The ancient Israelites, naturally, had a lot of sheep. Comparisons of the house of Israel to sheep, with the Lord as shepherd, are scattered throughout the Old Testament. David started life as a shepherd, and compared the Israelites to sheep. The Psalms are filled with the same comparisons, most famously Psalm 23. Isaiah, Ezekiel, Jeremiah, and other major OT prophets use it as well. In short, the house of Israel as a flock of sheep, and the Lord as their shepherd, is a major metaphor in the Old Testament.
Jesus, of course, was very familiar with the Torah and the prophets, and quoted scripture liberally. He called his disciples his sheep, told parables of lost sheep, and called himself the Good Shepherd. He commanded Peter to feed his sheep.

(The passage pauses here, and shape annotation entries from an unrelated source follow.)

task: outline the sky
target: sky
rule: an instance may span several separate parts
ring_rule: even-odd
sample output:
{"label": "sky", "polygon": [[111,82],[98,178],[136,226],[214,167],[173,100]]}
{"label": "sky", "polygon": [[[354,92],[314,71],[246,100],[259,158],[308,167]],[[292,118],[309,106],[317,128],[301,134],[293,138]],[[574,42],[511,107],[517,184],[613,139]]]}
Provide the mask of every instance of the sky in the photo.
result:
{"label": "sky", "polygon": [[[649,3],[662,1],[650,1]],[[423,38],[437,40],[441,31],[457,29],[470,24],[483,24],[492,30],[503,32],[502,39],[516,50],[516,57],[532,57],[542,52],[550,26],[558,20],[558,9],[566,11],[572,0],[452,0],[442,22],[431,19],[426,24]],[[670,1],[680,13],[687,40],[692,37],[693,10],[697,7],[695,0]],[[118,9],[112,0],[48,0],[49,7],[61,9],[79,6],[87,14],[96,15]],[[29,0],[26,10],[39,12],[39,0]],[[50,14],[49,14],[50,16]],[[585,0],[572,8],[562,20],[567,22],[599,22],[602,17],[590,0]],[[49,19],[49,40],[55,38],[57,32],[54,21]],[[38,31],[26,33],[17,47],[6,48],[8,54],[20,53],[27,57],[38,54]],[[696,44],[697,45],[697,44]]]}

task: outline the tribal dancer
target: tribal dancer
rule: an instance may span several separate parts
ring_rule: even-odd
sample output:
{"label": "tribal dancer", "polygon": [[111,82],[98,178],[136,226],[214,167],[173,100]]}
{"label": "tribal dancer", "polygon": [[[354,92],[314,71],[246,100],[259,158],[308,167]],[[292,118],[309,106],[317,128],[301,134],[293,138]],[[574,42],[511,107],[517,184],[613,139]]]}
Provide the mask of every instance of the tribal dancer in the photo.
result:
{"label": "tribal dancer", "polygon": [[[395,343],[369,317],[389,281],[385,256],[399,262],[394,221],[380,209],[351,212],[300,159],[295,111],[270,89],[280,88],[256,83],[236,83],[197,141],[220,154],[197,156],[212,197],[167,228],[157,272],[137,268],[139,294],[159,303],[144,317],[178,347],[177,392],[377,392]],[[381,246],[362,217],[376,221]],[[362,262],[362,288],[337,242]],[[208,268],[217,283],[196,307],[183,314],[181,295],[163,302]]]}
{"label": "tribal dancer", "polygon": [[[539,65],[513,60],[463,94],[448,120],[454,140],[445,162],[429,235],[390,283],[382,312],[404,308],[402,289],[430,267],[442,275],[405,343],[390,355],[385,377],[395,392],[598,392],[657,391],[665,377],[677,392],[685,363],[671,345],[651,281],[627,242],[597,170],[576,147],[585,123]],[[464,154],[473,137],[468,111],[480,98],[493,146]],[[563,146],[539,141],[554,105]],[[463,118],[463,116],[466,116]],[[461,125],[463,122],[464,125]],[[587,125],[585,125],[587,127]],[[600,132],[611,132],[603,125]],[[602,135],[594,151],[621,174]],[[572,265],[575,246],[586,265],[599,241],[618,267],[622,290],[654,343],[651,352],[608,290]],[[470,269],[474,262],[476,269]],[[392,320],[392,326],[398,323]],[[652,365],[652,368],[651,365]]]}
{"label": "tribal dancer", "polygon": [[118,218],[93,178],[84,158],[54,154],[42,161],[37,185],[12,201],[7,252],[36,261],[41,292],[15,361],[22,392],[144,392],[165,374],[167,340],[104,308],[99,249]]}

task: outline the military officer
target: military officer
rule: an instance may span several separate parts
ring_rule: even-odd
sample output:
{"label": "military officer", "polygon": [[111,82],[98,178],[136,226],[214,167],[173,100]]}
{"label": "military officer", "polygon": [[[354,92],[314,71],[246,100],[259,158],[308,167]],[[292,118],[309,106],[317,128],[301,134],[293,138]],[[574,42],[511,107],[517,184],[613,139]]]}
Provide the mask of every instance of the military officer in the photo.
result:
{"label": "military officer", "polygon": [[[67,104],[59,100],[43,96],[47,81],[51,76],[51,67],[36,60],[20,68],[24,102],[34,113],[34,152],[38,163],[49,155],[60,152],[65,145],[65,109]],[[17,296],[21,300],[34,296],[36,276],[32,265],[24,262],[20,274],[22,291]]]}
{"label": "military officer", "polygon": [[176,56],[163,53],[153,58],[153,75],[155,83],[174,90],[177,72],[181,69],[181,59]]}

Also, Jesus himself was referred to as the Lamb. During Passover, the Israelites were commanded to sacrifice a lamb, which must be a male of the first year, without any blemish or injury. Christians see Passover as a foreshadowing of the sacrifice of Christ himself, which is why he is called the Paschal Lamb.
So, why sheep? Several reasons. In Israelite times, a shepherd would really lead his flock, and they knew his voice. Each shepherd would have a distinctive call, and when he gave it, the sheep would follow him wherever he went, so that he could lead them to a fresh pasture. It was not, however, a prestigious job; shepherds were near the bottom of the social ladder.
Now, sheep are not any too bright–in the words of my bishop’s wife, whose family raises lambs, they “are born trying to die.” They need someone to lead them around and show them what to do, and they’re very good at getting into trouble, but not at getting out of it without help. They are greedy, too. And they are heavy and clumsy to carry (that romantic image of Jesus carrying a sheep across his shoulders is an actual way to carry a sheep, but it isn’t easy!). However, sheep do have personalities; they’re individuals, and a good shepherd knows each one well.
It strikes me as an excellent description of people. None of us are any too bright, either.